64. Amazon Business Series: Auto Parts Retailers v. Amazon, Part 3

Parts 1 and 2 of this blog series looked at Grainger’s profit woes and new ways to assess the Amazon Business challenge to all distributors. Now Amazon competes with auto parts retailers for business. Using part 2 guidelines, what would you advise auto parts retailers to do?

Amazon Competes With Auto Parts Retailers for Business

Do the Auto Parts Retailers Have a Problem? In January, Amazon (AMZ) signed more direct-buy agreements with aftermarket auto parts makers. The stock prices of the Big Four retailers (Genuine Parts, O’Reilly’s, AutoZone, and Advanced Auto) took a hit. But in April, stock analyst reports claimed that the fears were overblown, that Amazon couldn’t put a dent in the Big Four’s moats, and that the stocks were now a bargain.

Analysts detailed the powerful supply chain barriers the Big Four have created. Professional mechanics need local, technical advice, high fill rates, quick deliveries and pick-ups, and easy return of unused parts. In this case, AMZ’s better prices aren’t enough to win.

What was Missing from the Analyst Reports?

It may seem like the Big Four have nothing to worry about. But here’s what wasn’t said:
AMZ’s auto parts sales for 2016 are estimated to be $3 to 4 billion and rising to $5 to $6 billion in 2017 due to January’s expansion moves. Not bad!

There is also an increasing trend for factories selling to AMZ direct.
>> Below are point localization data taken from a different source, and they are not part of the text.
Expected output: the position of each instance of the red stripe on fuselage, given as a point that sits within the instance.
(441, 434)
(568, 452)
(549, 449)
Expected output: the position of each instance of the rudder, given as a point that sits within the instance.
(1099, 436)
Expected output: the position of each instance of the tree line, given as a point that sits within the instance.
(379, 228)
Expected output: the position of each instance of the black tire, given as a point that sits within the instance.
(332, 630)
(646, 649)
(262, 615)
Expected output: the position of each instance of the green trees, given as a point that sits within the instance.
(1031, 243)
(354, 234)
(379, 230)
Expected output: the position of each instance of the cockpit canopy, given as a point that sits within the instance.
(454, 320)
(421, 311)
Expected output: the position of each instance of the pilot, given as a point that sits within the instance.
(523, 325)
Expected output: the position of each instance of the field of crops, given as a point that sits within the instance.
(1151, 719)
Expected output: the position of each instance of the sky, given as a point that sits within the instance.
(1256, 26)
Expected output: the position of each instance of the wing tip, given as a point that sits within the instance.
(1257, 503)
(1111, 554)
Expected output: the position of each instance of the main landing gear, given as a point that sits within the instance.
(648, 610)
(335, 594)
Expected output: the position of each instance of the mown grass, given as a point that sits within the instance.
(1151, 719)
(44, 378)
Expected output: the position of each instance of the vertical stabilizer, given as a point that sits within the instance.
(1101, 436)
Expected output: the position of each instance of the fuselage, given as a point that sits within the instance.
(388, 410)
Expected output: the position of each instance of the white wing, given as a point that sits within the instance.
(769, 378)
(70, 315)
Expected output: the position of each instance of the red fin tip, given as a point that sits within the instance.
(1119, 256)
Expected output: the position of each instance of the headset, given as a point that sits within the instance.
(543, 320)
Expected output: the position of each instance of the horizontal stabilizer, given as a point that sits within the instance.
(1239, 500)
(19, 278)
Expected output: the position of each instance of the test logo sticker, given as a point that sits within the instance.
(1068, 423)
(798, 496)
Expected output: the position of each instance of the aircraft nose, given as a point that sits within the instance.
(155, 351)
When it comes to delivery response time and prices, AMZ has same-day delivery in 40 cities at an average price of 23% below the Big Four. There was also no mention of AMZ’s 30-minute delivery experiments.

Customer segment sizes were expressed only in terms of sales. What’s missing is the net profitability of the customers who self-select to buy from AMZ, who don’t need services. Does this suggest that AMZ will skim the super-profitable 5%, leaving the loyal, most unprofitable 5% to the Big Four?

There were unmentioned, potentially lethal, assumptions, such as AMZ is currently doing what they will still be doing in 2019. The reality just might be that they will smoke the Big Four in innovative, customer-centric value creation.

What to Do

So, what do you advise the Big Four to do as Amazon competes with auto parts retailers for business? How about getting line item profitability analytics to find and stop the cross-subsidies among customers and SKUs? Then, innovate value for the winners.

How about stop offering free services to excessively unprofitable customers by implementing minimum orders, unbundled delivery, and restocking fees, or crank up your innovation rate? Customer-centricity will reward both suppliers and the best reps who can and are worth value reinvention.

You can apply other insights from Part 2 to this case. Don’t try to imitate AMZ, like Walmart is doing (read more about this in Part 4). Innovate value for your profit-core customers, and think about these questions as you do.

  1. How would you rate your innovation rate to create best customer cost/benefit value, especially for ‘I know-what-I-want’ millennial buyers? Is this gap a problem? What will you do about it?
  2. How can you know the net-profitability of both customers and SKUs if you don’t have a cost-to-serve model at the line item level? What other startling discoveries might line item profit analytics reveal? Do you know what you don’t know?